Conformational searches were conducted using Spartan’14 [20], based on the MMFF (Merck Molecular Force Field). Compounds 1, 2, and 4 were further optimized with DFT calculations at the B3LYP/6-31+G(d) level, utilizing the Gaussian 09 program [21]. TDDFT calculations were performed on the two lowest-energy conformations for 1 and 2 (>5% population). ECD spectra were gained using the SpecDis program [22] in conjunction with a Gaussian [21] band shape with 0.2 eV width for 1, 0.4 eV width for 2, and 0.1 eV width for 4 from dipole-length rotational strengths. The calculated spectra were shifted by −10 nm for 1, −20 nm for 2, +5 nm for 4 to facilitate comparison to the experimental data. We acknowledge the support of the High-Performance Biological Supercomputing Center at the Ocean University of China for this research.
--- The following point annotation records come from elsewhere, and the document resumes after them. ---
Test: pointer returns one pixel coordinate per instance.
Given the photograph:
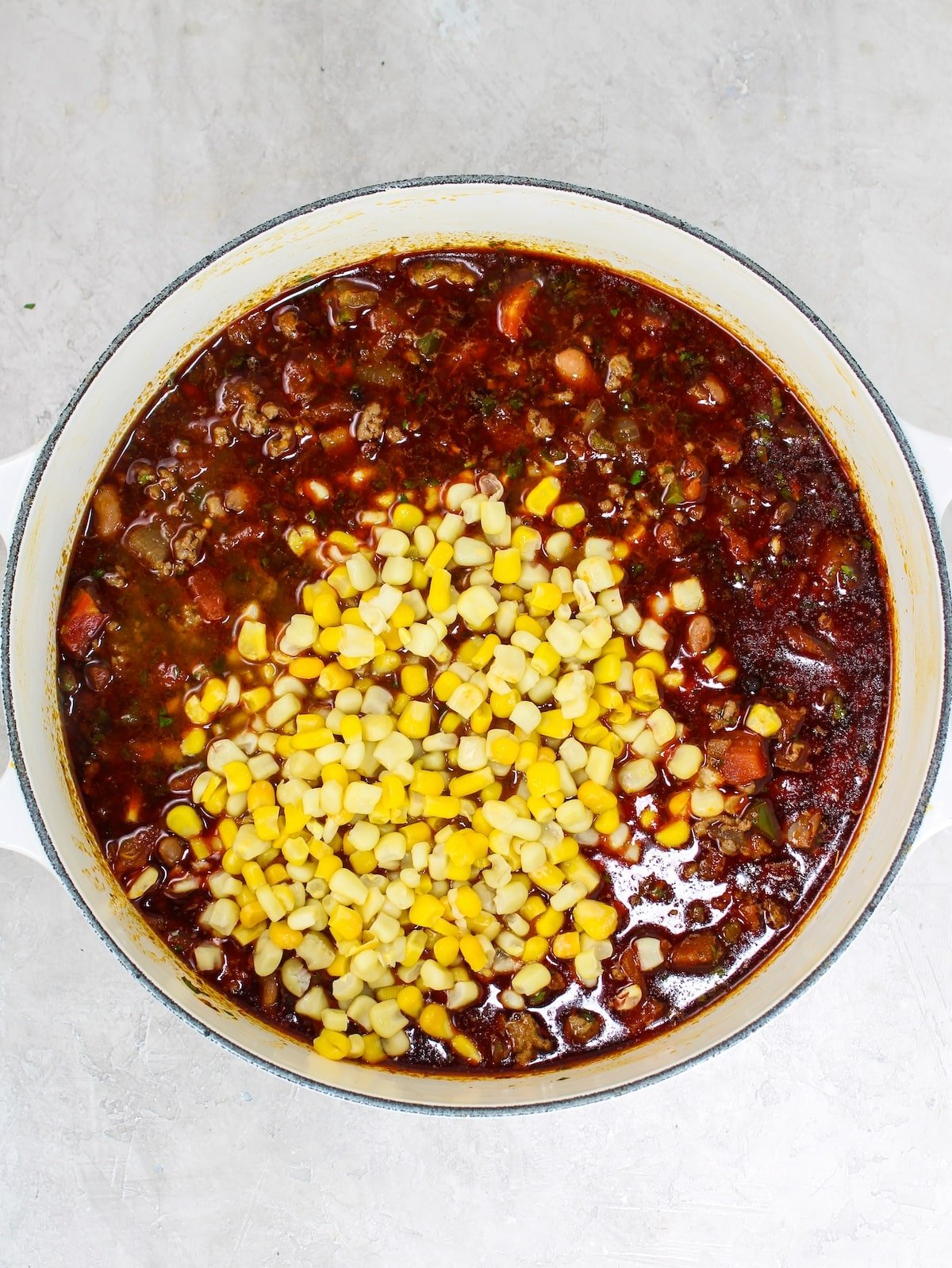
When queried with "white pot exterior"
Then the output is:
(453, 214)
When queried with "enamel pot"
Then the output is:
(44, 496)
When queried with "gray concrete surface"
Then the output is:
(133, 137)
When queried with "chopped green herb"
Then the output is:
(838, 708)
(516, 466)
(766, 820)
(428, 344)
(485, 402)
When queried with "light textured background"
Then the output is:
(133, 138)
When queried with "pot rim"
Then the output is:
(438, 182)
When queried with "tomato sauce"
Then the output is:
(396, 377)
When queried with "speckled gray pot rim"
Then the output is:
(436, 182)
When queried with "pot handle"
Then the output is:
(18, 832)
(933, 454)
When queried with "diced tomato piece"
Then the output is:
(512, 307)
(697, 952)
(208, 595)
(737, 544)
(744, 760)
(82, 624)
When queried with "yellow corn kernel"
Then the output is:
(445, 684)
(608, 822)
(194, 712)
(252, 640)
(504, 750)
(345, 924)
(213, 694)
(334, 1045)
(759, 718)
(328, 866)
(473, 952)
(680, 803)
(363, 861)
(184, 822)
(507, 566)
(439, 557)
(567, 946)
(406, 517)
(536, 949)
(564, 850)
(534, 905)
(549, 924)
(545, 659)
(597, 920)
(416, 720)
(239, 778)
(254, 875)
(481, 719)
(542, 498)
(256, 700)
(555, 725)
(464, 1047)
(464, 785)
(284, 936)
(447, 950)
(502, 703)
(252, 913)
(548, 878)
(193, 742)
(413, 680)
(415, 832)
(426, 911)
(543, 778)
(335, 678)
(544, 596)
(674, 835)
(261, 793)
(608, 668)
(568, 515)
(468, 901)
(596, 797)
(435, 1021)
(267, 822)
(409, 1001)
(305, 667)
3.6. Assay of DPPH Activity

Based on the method of Sharma [23], with some amendments, the eliminating activity against DPPH radicals was enforced. The compounds 1–6 and vitamin C were dissolved in absolute ethanol and diluted into 5 gradients. These were vortexed to mix well, protected from light at room temperature for 30 min, and the absorbance was read at 515 nm as a positive control.
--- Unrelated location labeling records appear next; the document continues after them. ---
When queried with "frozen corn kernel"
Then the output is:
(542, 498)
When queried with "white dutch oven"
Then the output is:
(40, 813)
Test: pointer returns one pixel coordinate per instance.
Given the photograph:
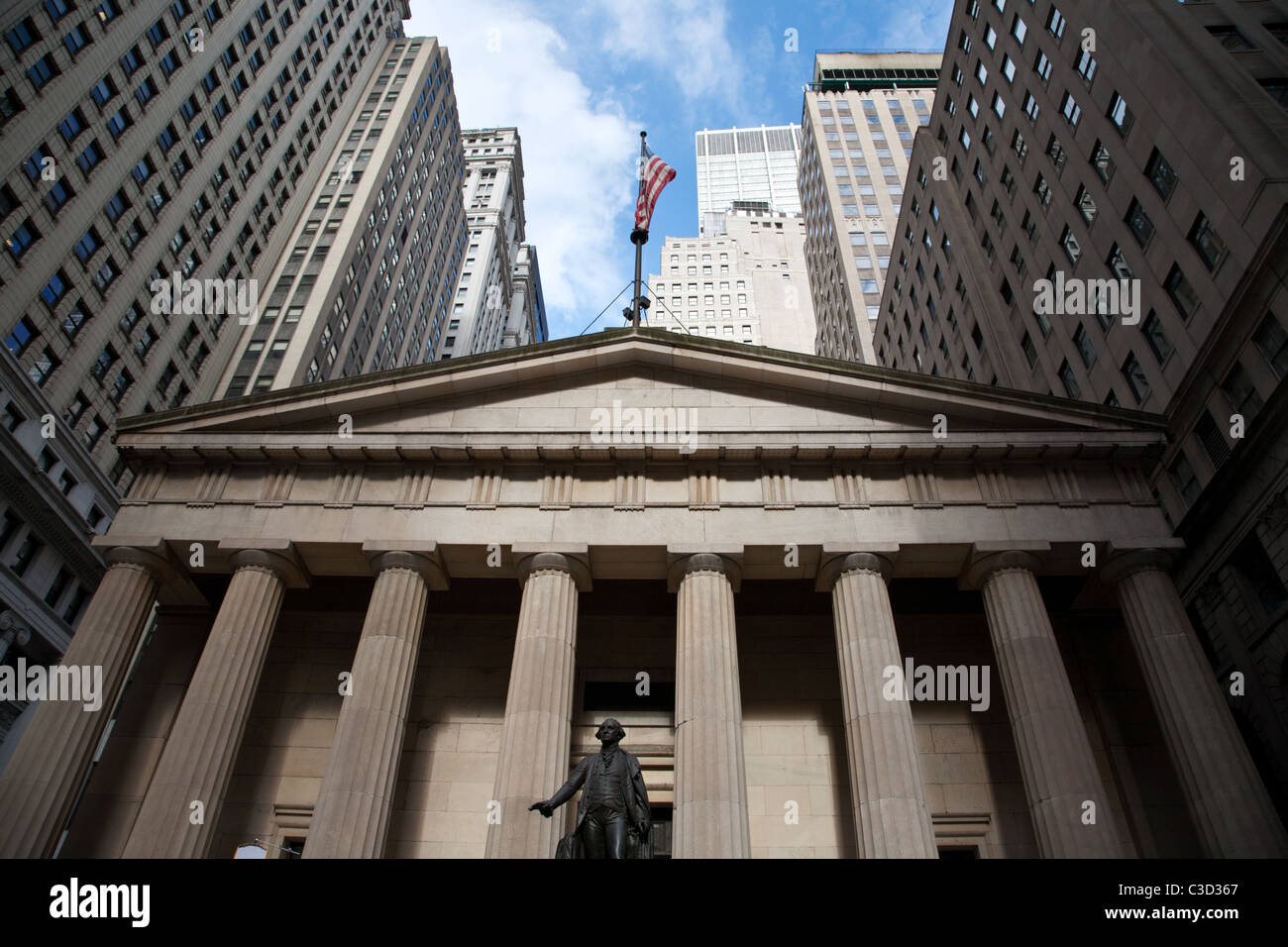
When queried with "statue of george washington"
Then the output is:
(612, 817)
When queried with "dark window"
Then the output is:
(1184, 479)
(1120, 115)
(1138, 223)
(1206, 240)
(1231, 39)
(1241, 393)
(1256, 569)
(1214, 442)
(1154, 335)
(1181, 291)
(1271, 341)
(22, 35)
(1134, 376)
(1160, 174)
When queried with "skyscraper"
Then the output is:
(485, 295)
(1099, 210)
(527, 324)
(851, 180)
(369, 275)
(747, 165)
(149, 141)
(742, 279)
(146, 145)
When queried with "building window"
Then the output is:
(1271, 341)
(1069, 244)
(1184, 479)
(1030, 351)
(1055, 24)
(1138, 223)
(1102, 162)
(1069, 110)
(1134, 376)
(1241, 393)
(1160, 174)
(1206, 240)
(1231, 39)
(1120, 115)
(1181, 291)
(1257, 570)
(1068, 380)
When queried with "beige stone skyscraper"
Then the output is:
(859, 116)
(1099, 209)
(150, 140)
(496, 298)
(743, 278)
(142, 142)
(368, 278)
(747, 165)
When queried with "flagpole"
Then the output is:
(639, 239)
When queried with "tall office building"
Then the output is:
(369, 274)
(851, 179)
(527, 324)
(150, 141)
(742, 279)
(143, 142)
(484, 313)
(1100, 210)
(747, 165)
(53, 501)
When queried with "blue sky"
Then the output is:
(581, 78)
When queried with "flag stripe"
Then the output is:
(656, 175)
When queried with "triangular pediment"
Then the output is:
(616, 389)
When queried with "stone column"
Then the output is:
(537, 729)
(709, 772)
(1056, 762)
(201, 749)
(351, 818)
(892, 815)
(1227, 797)
(46, 772)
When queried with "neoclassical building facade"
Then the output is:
(390, 611)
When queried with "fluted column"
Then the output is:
(1056, 762)
(46, 772)
(201, 749)
(892, 815)
(351, 818)
(1227, 797)
(709, 771)
(537, 729)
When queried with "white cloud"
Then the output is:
(579, 147)
(684, 39)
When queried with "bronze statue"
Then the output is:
(612, 817)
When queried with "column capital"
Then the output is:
(702, 561)
(988, 558)
(147, 552)
(421, 558)
(1121, 564)
(275, 556)
(549, 561)
(837, 566)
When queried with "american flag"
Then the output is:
(655, 175)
The ability to scavenge the DPPH was calculated according to the equation:

DPPH free radical scavenging rate D VC% = [(A_blank − A_control) ÷ A_blank] × 100%

DPPH free radical scavenging rate D _sample% = [[A_blank − (A_sample − A_control)] ÷ A_blank] × 100%

A_control: the absorbance of the DPPH solution;

A_blank: the absorbance of ethanol.

4. Conclusions

In conclusion, four polyketides (1–4) were isolated and determined from Penicillium sp. HDN15-312, which was isolated from a sample of a mangrove forest in Egret Park in Sanya, Hainan. Compounds 1 and 2 stood as the unique pair of naturally occurring substances characterized by their distinctive 6-methyl-cyclohexanone-furan ring structure. The bioactivity screening showed that compounds 3, 4 and 6 showed potent DPPH radical scavenging capacities. The DPPH radicals scavenging activity of 3, with an IC₅₀ value of 6.79 µM, was better than vitamin C. Our research highlights the potential for sifting and exploiting therapeutic molecules from marine fungi.